The NHS Purchasing and Supply Agency have specified a national framework for the supply and fitting of air filters. These include using suppliers that are able to provide an assessment of the environmental impact of its filters and how this will be managed. Filtration companies should, like Jasun Filtration, have EN14001 accreditation, which enables them to assess the life of the product including recycling and disposal. The NHS insists that when fitting filters strict procedures should be adhered to, which can only be carried out by company's working with the new BS EN ISO 9001:2000 accreditation.

It is also vital that, when fitting filters, companies make an assessment of their condition and report this to the authorities. It is therefore imperative that NHS authorities use only companies which have their own trained fitters who are able to provide this level of 'consultation'.

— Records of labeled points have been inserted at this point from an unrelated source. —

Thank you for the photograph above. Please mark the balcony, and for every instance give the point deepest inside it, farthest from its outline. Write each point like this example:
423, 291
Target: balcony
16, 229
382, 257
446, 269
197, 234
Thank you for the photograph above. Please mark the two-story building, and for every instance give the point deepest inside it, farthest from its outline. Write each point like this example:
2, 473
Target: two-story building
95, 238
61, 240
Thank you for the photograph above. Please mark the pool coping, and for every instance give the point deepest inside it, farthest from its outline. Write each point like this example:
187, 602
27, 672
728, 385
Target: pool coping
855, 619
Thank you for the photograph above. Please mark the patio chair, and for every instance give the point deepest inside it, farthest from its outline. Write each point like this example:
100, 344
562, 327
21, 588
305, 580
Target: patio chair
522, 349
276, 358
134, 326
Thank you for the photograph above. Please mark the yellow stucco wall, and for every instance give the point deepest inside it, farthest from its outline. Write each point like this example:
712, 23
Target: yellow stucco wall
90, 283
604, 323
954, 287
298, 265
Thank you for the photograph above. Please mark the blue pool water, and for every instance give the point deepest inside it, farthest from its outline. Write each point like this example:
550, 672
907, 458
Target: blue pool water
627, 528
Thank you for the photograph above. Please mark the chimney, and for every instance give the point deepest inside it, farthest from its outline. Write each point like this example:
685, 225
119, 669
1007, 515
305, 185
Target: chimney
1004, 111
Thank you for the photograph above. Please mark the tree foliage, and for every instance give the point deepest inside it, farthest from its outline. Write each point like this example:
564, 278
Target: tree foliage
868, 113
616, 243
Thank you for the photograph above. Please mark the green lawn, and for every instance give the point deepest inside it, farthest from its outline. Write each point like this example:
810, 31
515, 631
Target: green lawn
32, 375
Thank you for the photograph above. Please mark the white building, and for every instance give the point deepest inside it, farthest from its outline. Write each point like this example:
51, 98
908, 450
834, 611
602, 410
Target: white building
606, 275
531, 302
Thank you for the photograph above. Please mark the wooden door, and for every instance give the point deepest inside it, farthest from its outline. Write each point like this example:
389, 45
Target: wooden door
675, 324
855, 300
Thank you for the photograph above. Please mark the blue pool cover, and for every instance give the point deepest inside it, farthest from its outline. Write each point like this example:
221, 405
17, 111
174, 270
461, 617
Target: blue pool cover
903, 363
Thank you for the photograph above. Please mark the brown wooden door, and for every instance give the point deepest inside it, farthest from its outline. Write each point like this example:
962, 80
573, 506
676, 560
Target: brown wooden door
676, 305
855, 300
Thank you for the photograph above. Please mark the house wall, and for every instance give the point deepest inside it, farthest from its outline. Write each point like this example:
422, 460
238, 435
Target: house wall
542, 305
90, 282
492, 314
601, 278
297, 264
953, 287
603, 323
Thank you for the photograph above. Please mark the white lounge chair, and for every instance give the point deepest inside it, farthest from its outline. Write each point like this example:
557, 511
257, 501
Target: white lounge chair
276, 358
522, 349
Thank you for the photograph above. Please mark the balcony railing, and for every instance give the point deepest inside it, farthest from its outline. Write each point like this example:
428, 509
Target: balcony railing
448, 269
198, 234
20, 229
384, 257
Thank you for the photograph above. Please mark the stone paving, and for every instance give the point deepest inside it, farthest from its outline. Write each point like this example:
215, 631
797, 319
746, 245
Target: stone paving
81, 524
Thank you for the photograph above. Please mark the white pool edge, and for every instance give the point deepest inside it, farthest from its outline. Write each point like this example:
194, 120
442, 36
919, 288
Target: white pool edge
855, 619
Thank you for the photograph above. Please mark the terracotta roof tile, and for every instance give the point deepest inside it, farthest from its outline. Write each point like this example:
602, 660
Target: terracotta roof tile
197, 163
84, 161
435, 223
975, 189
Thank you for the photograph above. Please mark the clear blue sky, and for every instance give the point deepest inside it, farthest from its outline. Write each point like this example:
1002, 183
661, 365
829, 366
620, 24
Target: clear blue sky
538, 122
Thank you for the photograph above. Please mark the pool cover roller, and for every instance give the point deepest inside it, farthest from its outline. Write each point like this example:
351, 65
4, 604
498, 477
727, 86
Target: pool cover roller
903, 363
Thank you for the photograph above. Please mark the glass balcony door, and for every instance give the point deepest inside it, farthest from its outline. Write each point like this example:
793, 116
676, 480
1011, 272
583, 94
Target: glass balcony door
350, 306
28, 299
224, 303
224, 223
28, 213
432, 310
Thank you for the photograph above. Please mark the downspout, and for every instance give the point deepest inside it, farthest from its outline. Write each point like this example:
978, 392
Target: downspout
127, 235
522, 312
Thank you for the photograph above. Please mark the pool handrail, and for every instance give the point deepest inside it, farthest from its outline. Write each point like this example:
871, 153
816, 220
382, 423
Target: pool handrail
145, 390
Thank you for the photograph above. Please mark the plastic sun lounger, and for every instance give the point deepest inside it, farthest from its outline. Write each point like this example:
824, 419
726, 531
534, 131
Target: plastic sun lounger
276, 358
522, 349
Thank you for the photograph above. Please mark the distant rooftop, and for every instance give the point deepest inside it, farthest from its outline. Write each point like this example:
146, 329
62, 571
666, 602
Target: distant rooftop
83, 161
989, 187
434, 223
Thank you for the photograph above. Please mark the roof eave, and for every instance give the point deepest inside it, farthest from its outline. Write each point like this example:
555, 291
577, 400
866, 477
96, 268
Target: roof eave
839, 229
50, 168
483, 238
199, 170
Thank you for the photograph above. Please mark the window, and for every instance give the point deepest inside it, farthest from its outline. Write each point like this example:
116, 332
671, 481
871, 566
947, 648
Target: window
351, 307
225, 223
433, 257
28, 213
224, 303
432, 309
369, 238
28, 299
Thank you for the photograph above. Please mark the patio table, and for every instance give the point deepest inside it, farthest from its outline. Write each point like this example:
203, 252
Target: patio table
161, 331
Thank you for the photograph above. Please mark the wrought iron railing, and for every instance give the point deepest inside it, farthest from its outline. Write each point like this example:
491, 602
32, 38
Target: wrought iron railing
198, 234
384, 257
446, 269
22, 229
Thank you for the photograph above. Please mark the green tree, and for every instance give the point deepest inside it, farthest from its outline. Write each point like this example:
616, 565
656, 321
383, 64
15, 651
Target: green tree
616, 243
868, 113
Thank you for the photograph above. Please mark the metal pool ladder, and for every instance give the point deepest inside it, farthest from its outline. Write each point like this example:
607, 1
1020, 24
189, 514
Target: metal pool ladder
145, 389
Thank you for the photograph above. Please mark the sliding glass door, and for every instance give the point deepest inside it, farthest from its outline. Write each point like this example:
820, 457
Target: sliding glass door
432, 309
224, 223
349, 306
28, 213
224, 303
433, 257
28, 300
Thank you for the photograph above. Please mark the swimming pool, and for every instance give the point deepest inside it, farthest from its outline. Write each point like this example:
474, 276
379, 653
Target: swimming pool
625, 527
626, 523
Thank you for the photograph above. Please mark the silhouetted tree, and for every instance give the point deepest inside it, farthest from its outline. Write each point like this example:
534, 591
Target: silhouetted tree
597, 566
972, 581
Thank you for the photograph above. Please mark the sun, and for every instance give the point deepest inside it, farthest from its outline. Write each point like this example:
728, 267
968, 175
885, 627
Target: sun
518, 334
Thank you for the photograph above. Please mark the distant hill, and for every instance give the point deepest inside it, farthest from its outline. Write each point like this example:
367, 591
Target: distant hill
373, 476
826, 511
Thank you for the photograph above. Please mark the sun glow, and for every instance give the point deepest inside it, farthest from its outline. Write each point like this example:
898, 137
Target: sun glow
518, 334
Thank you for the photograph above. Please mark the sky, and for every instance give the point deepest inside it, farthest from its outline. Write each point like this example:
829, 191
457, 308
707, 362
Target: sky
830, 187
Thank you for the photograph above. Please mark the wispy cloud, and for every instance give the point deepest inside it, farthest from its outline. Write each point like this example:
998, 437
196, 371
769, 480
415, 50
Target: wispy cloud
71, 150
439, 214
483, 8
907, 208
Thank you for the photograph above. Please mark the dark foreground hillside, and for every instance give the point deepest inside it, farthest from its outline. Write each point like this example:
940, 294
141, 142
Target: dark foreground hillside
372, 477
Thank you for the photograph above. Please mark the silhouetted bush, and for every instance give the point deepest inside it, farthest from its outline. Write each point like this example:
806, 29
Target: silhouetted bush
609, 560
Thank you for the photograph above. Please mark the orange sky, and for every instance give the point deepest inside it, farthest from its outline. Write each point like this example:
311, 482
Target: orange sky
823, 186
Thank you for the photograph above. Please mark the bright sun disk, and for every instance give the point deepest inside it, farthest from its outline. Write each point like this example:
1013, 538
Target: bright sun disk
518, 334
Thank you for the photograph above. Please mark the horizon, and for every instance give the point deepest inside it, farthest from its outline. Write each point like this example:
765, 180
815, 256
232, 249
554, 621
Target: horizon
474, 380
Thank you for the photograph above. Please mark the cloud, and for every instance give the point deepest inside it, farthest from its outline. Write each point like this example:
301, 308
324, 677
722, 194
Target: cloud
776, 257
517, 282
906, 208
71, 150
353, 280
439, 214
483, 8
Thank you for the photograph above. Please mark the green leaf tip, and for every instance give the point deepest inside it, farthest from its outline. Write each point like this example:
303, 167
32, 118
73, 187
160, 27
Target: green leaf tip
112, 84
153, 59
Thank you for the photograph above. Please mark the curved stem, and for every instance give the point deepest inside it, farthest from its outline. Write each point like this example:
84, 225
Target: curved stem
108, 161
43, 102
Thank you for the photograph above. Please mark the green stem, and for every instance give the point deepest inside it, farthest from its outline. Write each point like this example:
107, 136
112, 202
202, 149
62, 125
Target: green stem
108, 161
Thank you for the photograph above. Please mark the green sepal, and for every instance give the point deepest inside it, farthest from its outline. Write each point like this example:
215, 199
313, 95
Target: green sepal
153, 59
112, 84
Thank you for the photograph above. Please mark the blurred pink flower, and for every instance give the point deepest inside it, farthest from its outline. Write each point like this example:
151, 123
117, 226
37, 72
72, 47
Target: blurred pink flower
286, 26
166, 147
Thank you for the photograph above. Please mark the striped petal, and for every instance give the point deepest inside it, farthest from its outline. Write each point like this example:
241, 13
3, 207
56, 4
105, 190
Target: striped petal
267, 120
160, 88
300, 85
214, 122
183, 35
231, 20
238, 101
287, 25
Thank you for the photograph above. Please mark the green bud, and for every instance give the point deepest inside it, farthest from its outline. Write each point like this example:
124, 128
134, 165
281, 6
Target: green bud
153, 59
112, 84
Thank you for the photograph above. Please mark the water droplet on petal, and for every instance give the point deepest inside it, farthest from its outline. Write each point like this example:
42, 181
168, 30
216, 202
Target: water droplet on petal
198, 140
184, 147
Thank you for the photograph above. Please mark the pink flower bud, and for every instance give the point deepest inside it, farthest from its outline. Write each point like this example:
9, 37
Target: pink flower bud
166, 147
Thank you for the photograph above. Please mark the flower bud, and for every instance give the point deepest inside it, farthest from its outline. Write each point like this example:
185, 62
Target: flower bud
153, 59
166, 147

Finally, it is important any filtration company used by the NHS maintains a high level of R&D so their products are able to take advantage of innovations in new materials and structures. Such R&D also involves continuous product testing and improvement.

The government's recent use of electronic reverse auctions to try and make massive savings in the NHS has so far failed to live up to expectations. In the case of air filtration, companies such as my own find it uneconomic to tender for such work and have therefore decided not to enter into a 'Dutch auction'. Jasun has found the fixed price clauses in the contracts, which are normally for three years, leave little leeway for fluctuating exchange rates and raw material hikes. And this means the NHS is failing to address important factors such as quality and service.

Air filtration can play an important role in protecting staff and patients from airborne contaminants. The inescapable conclusion is that, with air balancing and proper system hygiene, it is the best means of reducing and controlling hospital-acquired infections, both from an efficiency standpoint and from a cost perspective.